Abidjan Slum Demolition
Officials said the "insanitary" housing, in a poor district of the city, was torn down on public health grounds.
The fate of the demolished neighborhood is indicative of rampant urbanization in the capital, whose population mushroomed from three million to six million between 1998 and 2021, according to the National Institute of Statistics.
Even beyond the capital, Ivory Coast is experiencing mass migration into cities which is exacerbating housing shortages and causing overcrowding while many properties are inadequately built.
"Banco 1", named after the forest it stood opposite, was one of Abidjan's poorest districts, home to around a hundred people before it was torn down.
And if such eviction operations were not new, they were now being carried out on a massive scale.
Ibrahim Bacongo Cisse, the governor of greater Abidjan, the country's economic capital and a metropolis of six million people, announced the operation last week.
The way the evictions have been carried out has divided politicians, even inside President Alassane Ouattara's Rally of Houphouet Lists for Democracy and Peace party (RHDP).
Among those hit by the operations was the working class district of Yopougon, run by an RHDP city council.
They said nearly a thousand families had been hit by the eviction and demolition operations since late January.
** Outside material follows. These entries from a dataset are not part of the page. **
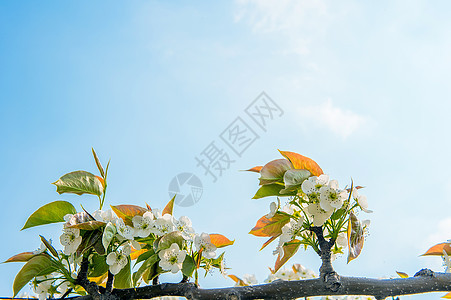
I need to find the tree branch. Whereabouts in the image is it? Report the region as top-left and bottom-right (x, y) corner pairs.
(310, 226), (341, 292)
(66, 270), (451, 300)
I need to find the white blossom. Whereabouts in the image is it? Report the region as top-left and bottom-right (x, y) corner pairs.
(116, 218), (135, 240)
(106, 244), (131, 275)
(60, 227), (82, 255)
(151, 214), (175, 235)
(158, 243), (186, 274)
(194, 232), (216, 258)
(307, 203), (333, 226)
(174, 216), (195, 241)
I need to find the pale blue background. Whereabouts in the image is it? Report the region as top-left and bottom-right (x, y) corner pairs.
(0, 0), (451, 299)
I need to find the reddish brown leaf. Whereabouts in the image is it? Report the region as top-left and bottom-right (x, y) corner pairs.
(274, 240), (301, 272)
(422, 243), (451, 256)
(249, 212), (290, 236)
(260, 158), (293, 185)
(279, 150), (323, 176)
(161, 195), (175, 216)
(4, 252), (35, 263)
(210, 233), (235, 248)
(260, 234), (280, 251)
(111, 205), (147, 226)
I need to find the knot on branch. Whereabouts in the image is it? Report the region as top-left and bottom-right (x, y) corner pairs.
(323, 271), (341, 292)
(413, 269), (435, 277)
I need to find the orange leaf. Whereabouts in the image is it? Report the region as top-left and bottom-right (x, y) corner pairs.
(260, 158), (293, 185)
(244, 166), (263, 173)
(228, 275), (247, 286)
(249, 212), (290, 236)
(111, 204), (147, 226)
(260, 234), (280, 251)
(396, 271), (409, 278)
(279, 150), (324, 176)
(161, 195), (175, 216)
(421, 243), (451, 256)
(4, 252), (35, 263)
(274, 240), (301, 272)
(94, 175), (105, 188)
(130, 248), (149, 260)
(210, 233), (235, 248)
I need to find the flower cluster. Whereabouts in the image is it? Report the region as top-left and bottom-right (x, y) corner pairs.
(249, 151), (371, 271)
(6, 151), (233, 299)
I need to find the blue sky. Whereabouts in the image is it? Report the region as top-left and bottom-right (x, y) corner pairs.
(0, 0), (451, 299)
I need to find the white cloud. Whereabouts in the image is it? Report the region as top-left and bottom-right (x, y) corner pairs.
(235, 0), (329, 55)
(426, 217), (451, 247)
(298, 99), (371, 139)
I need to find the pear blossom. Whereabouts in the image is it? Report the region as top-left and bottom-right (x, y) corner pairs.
(158, 243), (186, 274)
(92, 209), (118, 223)
(60, 227), (82, 255)
(319, 180), (348, 211)
(279, 217), (304, 245)
(307, 203), (333, 226)
(336, 232), (348, 249)
(442, 249), (451, 273)
(194, 232), (216, 258)
(174, 216), (195, 241)
(106, 244), (131, 275)
(33, 240), (47, 255)
(33, 275), (52, 300)
(115, 218), (135, 240)
(352, 188), (373, 213)
(266, 202), (278, 219)
(132, 211), (155, 237)
(151, 214), (175, 235)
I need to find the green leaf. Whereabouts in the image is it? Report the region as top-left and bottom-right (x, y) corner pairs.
(91, 148), (105, 178)
(113, 258), (133, 289)
(3, 252), (36, 263)
(259, 159), (293, 185)
(182, 255), (196, 277)
(88, 253), (109, 277)
(102, 222), (117, 252)
(157, 231), (185, 251)
(348, 212), (365, 263)
(53, 171), (103, 196)
(249, 212), (290, 236)
(21, 201), (77, 230)
(67, 221), (106, 231)
(252, 183), (296, 199)
(76, 230), (102, 256)
(13, 254), (57, 297)
(133, 251), (158, 286)
(111, 204), (147, 227)
(161, 195), (175, 216)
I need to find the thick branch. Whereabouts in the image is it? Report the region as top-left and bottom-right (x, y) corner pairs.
(67, 271), (451, 300)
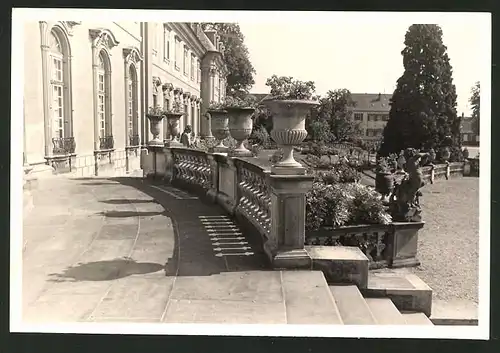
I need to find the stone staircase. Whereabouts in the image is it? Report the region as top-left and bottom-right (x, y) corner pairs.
(188, 198), (433, 325)
(329, 284), (432, 325)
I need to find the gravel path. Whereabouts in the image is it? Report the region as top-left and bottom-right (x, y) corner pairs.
(411, 177), (479, 303)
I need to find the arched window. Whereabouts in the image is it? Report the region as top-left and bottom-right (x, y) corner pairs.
(96, 50), (113, 149)
(126, 65), (140, 146)
(46, 27), (75, 155)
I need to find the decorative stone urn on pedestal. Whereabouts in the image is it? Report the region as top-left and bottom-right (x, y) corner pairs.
(146, 108), (165, 147)
(225, 107), (255, 157)
(207, 109), (229, 153)
(165, 113), (182, 147)
(263, 99), (318, 175)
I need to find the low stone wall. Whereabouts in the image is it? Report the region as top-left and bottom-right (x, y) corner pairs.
(422, 161), (468, 184)
(141, 147), (424, 268)
(306, 222), (425, 269)
(27, 147), (141, 177)
(145, 148), (313, 269)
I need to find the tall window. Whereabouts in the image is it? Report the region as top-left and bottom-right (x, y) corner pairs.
(196, 60), (201, 83)
(127, 65), (139, 146)
(183, 46), (189, 76)
(174, 37), (181, 70)
(97, 50), (111, 138)
(163, 27), (170, 60)
(50, 32), (65, 138)
(191, 54), (196, 81)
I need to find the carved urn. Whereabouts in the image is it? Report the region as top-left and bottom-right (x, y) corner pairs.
(263, 99), (318, 174)
(165, 113), (183, 147)
(146, 114), (165, 147)
(439, 147), (451, 162)
(229, 107), (255, 157)
(207, 109), (229, 152)
(375, 171), (394, 200)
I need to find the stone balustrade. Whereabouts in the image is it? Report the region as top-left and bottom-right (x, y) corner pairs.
(141, 147), (313, 268)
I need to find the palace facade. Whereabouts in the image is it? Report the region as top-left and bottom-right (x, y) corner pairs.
(24, 21), (227, 176)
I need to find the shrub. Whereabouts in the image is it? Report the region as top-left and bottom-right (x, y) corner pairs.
(450, 146), (464, 162)
(266, 75), (317, 100)
(306, 181), (392, 230)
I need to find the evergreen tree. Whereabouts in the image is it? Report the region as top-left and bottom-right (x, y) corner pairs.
(306, 89), (360, 143)
(469, 81), (481, 135)
(379, 24), (461, 156)
(202, 23), (255, 97)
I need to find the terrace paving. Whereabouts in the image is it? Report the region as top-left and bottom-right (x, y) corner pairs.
(22, 177), (339, 324)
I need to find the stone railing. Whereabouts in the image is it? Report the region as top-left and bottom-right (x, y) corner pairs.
(234, 159), (271, 239)
(306, 222), (424, 269)
(141, 147), (313, 268)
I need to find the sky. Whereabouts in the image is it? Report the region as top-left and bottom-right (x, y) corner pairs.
(239, 17), (490, 115)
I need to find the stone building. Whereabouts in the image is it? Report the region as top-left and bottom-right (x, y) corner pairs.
(351, 93), (392, 140)
(23, 21), (227, 176)
(460, 113), (479, 146)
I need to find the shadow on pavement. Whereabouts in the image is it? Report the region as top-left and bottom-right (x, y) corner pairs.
(107, 177), (270, 276)
(99, 199), (158, 205)
(49, 258), (165, 282)
(97, 211), (164, 218)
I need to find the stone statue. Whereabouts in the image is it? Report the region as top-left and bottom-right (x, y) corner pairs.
(181, 125), (194, 148)
(389, 148), (427, 222)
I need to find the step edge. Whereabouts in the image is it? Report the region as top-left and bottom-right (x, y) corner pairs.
(328, 284), (377, 324)
(365, 297), (406, 325)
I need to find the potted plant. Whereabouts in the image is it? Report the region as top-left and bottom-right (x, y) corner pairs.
(207, 101), (229, 152)
(164, 100), (184, 147)
(146, 106), (164, 147)
(263, 75), (318, 174)
(222, 96), (257, 157)
(375, 157), (394, 201)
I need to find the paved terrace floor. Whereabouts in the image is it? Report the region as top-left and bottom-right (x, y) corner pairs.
(23, 177), (321, 323)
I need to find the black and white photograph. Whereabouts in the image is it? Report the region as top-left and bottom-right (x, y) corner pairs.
(10, 8), (491, 339)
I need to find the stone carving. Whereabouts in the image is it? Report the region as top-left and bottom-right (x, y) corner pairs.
(389, 148), (427, 222)
(181, 125), (194, 148)
(89, 28), (120, 50)
(123, 47), (143, 63)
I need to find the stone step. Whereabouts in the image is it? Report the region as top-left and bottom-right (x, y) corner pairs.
(430, 299), (478, 326)
(281, 271), (342, 325)
(330, 285), (375, 325)
(401, 312), (433, 326)
(361, 271), (432, 317)
(305, 245), (368, 288)
(365, 298), (406, 325)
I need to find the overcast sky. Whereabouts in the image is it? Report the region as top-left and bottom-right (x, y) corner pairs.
(240, 17), (489, 115)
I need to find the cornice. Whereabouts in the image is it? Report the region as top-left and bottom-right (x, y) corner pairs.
(169, 22), (206, 58)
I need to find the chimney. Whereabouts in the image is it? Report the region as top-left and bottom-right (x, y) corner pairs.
(205, 29), (217, 48)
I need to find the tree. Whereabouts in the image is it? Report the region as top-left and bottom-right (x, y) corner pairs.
(379, 24), (461, 156)
(469, 81), (481, 135)
(202, 23), (255, 96)
(307, 89), (360, 142)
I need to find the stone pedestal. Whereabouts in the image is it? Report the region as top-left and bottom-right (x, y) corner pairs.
(269, 174), (314, 269)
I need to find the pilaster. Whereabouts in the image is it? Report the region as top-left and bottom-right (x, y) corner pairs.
(269, 174), (314, 268)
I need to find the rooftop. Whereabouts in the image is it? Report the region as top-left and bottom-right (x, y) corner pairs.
(351, 93), (392, 112)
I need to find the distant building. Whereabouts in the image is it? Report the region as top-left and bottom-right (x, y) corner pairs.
(460, 113), (479, 146)
(21, 20), (228, 176)
(351, 93), (392, 139)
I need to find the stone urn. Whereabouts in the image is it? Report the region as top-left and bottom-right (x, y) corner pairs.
(165, 113), (183, 147)
(263, 100), (318, 174)
(229, 107), (255, 157)
(375, 171), (394, 201)
(146, 114), (165, 147)
(439, 147), (451, 162)
(208, 110), (229, 152)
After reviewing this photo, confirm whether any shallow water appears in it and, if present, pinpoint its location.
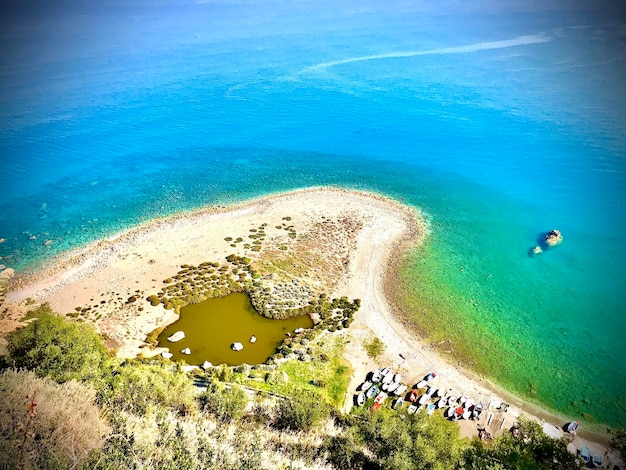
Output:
[158,293,313,366]
[0,0,626,426]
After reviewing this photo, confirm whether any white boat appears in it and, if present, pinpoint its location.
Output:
[424,372,437,382]
[395,384,409,396]
[365,385,379,398]
[472,401,483,419]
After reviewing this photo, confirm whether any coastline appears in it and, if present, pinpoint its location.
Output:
[0,187,606,452]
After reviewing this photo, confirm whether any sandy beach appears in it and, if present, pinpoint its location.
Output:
[0,188,606,454]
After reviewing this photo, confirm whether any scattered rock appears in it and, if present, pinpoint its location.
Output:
[167,331,185,343]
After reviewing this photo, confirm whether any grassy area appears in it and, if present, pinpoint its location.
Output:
[233,334,352,407]
[364,336,385,359]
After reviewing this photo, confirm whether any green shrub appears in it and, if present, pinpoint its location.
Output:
[7,311,108,383]
[100,360,197,415]
[276,390,330,431]
[200,382,248,422]
[365,336,385,359]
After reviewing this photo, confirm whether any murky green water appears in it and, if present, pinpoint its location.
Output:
[159,293,313,366]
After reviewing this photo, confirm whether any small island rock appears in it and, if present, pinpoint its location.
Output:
[546,229,563,246]
[167,331,185,343]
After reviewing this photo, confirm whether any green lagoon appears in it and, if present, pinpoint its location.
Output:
[158,293,313,366]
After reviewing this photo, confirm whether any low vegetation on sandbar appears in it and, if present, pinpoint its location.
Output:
[0,217,626,470]
[0,307,625,469]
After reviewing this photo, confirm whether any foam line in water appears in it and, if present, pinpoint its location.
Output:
[300,33,552,73]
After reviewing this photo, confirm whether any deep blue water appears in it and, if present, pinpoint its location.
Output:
[0,0,626,426]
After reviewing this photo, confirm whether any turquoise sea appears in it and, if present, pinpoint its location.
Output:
[0,0,626,427]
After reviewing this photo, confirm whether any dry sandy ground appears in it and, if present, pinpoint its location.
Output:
[0,188,606,462]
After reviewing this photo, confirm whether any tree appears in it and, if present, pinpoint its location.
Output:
[6,310,108,383]
[276,390,330,431]
[0,369,110,468]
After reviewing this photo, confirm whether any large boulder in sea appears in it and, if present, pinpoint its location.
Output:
[546,229,563,246]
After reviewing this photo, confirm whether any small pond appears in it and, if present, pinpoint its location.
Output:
[158,293,313,366]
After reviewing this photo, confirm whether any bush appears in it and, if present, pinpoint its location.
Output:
[0,370,109,468]
[100,361,197,415]
[200,382,248,422]
[7,311,108,383]
[276,390,330,431]
[365,336,385,359]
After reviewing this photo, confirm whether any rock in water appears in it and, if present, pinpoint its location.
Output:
[546,229,563,246]
[167,331,185,343]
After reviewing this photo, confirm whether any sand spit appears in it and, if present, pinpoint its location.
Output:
[3,187,606,454]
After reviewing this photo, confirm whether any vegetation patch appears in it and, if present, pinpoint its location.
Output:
[364,336,385,359]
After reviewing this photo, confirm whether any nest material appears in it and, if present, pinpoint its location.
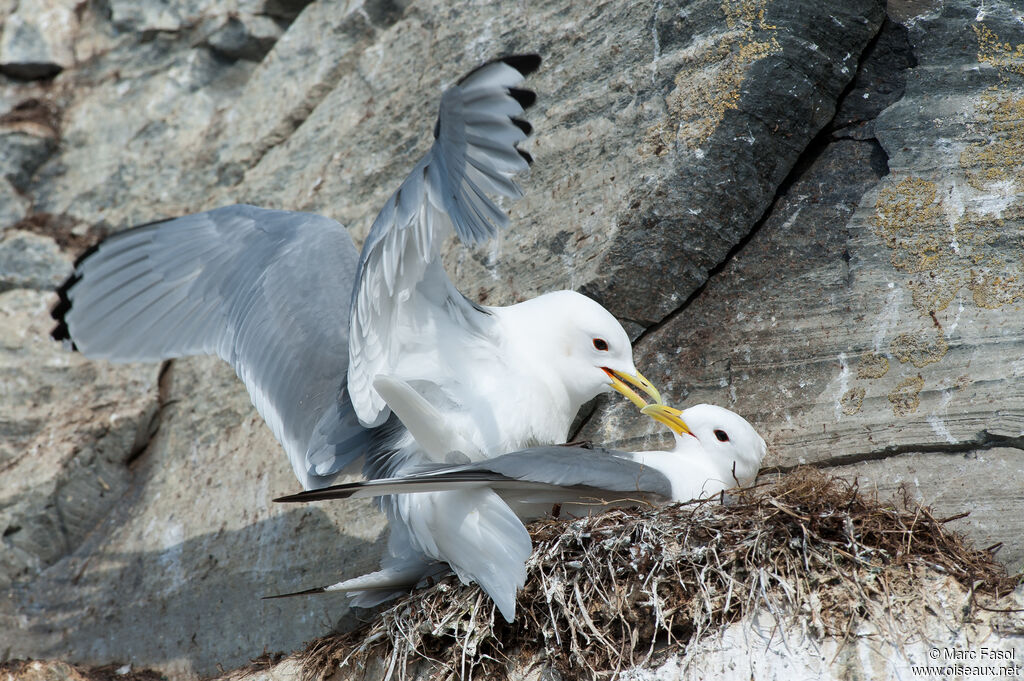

A school that catered for 1,880 students was among those demolished.
Yopougon has become a political battlefield, visited by the main opposition leaders Tidjane Thiam of the Democratic Party and former president Laurent Gbagbo. Yopougon used to be his political stronghold.
Although some of the evictions had been planned before the African Cup of Nations, which Ivory Coast hosted in mid-February, the authorities preferred to push them back until after the tournament.
Despite the criticism, Bacongo Cisse has stood firm.